Along the way though, the ep had a lot of fun with the conventions of modern, app-based dating. Guess what? I don’t think Brooker likes it that much. It did make for some amusing moments including some strangely hilarious sex scenes (“Do you mind if I pretend you’re her?” / “If I can pretend you’re him.”). And it was a nice gesture to see that Amy at least had one romantic partner of her own gender.

In part, it worked so well because the two leads were very likeable and had genuine chemistry; though it slightly undercut the drama that you never had any doubt they’d end up together. Joe Cole, a nice looking bloke who usually seems to get typecast as thugs and psychos, was unexpectedly loveable as the all-too flawed Frank; Broadchurch’s Georgina Campbell a perfect match for him as Mia.

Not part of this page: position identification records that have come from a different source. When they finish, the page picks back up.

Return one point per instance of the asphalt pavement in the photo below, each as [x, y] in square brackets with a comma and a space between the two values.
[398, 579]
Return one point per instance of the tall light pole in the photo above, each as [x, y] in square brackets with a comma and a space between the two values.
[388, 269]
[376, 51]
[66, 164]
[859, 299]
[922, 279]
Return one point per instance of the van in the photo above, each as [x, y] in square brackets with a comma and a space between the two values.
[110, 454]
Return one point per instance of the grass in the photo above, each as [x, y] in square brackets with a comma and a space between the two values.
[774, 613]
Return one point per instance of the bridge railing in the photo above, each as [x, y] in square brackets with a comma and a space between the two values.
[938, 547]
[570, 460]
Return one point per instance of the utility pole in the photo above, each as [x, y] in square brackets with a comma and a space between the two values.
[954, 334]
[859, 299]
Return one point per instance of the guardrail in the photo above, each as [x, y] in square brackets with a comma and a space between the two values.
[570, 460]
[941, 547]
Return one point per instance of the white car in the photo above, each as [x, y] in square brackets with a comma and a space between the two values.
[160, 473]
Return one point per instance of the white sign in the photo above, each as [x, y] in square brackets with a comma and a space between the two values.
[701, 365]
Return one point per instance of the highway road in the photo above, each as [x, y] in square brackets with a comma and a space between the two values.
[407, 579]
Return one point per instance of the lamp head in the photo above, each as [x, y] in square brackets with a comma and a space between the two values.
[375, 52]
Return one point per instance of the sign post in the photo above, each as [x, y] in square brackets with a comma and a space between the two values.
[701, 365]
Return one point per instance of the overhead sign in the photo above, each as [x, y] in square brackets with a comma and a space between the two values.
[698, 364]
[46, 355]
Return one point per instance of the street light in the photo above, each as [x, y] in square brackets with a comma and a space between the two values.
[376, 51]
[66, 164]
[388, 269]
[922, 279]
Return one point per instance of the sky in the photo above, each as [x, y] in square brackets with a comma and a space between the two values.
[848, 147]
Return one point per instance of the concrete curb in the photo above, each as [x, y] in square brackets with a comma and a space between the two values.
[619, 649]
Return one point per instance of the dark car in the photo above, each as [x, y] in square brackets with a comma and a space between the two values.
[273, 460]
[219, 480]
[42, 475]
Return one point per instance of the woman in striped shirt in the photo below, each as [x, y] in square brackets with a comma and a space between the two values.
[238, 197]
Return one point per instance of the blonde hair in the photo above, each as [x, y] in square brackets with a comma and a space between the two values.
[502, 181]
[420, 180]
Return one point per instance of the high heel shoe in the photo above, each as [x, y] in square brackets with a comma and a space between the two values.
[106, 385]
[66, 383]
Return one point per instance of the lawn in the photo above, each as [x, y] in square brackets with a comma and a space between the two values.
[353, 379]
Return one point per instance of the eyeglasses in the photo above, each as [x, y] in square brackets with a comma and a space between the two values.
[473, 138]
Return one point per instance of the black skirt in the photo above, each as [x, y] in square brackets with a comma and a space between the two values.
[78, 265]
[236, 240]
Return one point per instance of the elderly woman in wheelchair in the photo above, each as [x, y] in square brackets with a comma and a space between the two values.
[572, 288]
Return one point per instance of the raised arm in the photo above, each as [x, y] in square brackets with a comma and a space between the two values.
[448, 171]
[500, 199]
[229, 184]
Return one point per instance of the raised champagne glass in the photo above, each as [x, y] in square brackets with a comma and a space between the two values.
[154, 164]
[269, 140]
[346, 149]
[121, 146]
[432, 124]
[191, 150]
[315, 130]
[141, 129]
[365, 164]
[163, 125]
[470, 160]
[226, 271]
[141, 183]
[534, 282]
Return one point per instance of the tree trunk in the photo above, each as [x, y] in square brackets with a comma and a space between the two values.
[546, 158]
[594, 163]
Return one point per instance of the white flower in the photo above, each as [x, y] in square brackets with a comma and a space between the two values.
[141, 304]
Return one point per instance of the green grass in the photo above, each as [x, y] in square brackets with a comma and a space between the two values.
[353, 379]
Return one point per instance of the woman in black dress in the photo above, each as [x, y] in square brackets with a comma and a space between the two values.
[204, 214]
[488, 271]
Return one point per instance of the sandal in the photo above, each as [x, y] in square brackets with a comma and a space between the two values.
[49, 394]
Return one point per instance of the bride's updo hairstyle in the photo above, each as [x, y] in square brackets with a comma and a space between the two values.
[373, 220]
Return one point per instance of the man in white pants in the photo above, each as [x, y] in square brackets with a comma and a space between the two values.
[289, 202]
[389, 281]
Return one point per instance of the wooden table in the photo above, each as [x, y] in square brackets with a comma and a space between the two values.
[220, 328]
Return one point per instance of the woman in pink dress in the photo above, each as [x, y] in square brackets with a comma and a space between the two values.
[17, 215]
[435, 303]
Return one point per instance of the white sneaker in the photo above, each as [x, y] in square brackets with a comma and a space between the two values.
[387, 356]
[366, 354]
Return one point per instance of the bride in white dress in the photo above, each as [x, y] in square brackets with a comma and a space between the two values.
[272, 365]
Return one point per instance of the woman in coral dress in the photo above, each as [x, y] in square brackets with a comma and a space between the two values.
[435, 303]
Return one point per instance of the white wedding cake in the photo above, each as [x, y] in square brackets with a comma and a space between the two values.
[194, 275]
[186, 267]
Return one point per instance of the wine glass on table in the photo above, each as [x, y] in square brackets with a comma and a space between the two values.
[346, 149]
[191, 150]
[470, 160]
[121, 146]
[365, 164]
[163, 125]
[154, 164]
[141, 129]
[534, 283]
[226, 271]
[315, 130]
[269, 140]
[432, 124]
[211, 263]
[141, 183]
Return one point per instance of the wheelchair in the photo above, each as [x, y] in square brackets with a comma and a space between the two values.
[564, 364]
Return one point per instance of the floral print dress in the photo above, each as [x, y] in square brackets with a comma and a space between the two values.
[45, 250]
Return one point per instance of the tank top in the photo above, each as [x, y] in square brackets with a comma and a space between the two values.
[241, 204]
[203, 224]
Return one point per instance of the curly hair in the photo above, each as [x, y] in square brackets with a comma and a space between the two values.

The ending, as we saw the real (or were they?) Frank and Mia meet to the Smiths’ tune from which the title was taken was nicely ambiguous. We saw each glance, glance away, hesitate – and move towards each other as the screen cut to the credits. So was there a happy ending for this Frank and Mia, or were they destined to be one of the ill-fated 0.2%? That we didn’t get a definitive answer was a good way to avoid the schmaltz that would have pushed the story into Richard Curtis territory.

As a more optimistic view of humanity’s relationship with tech, as well as a romance story, comparisons with San Junipero are fairly inevitable. I don’t think Hang the DJ quite reached that level, but if we’re going to have a “nice” Black Mirror once a season, I’ll have no problem if they’re all as enjoyable as this was.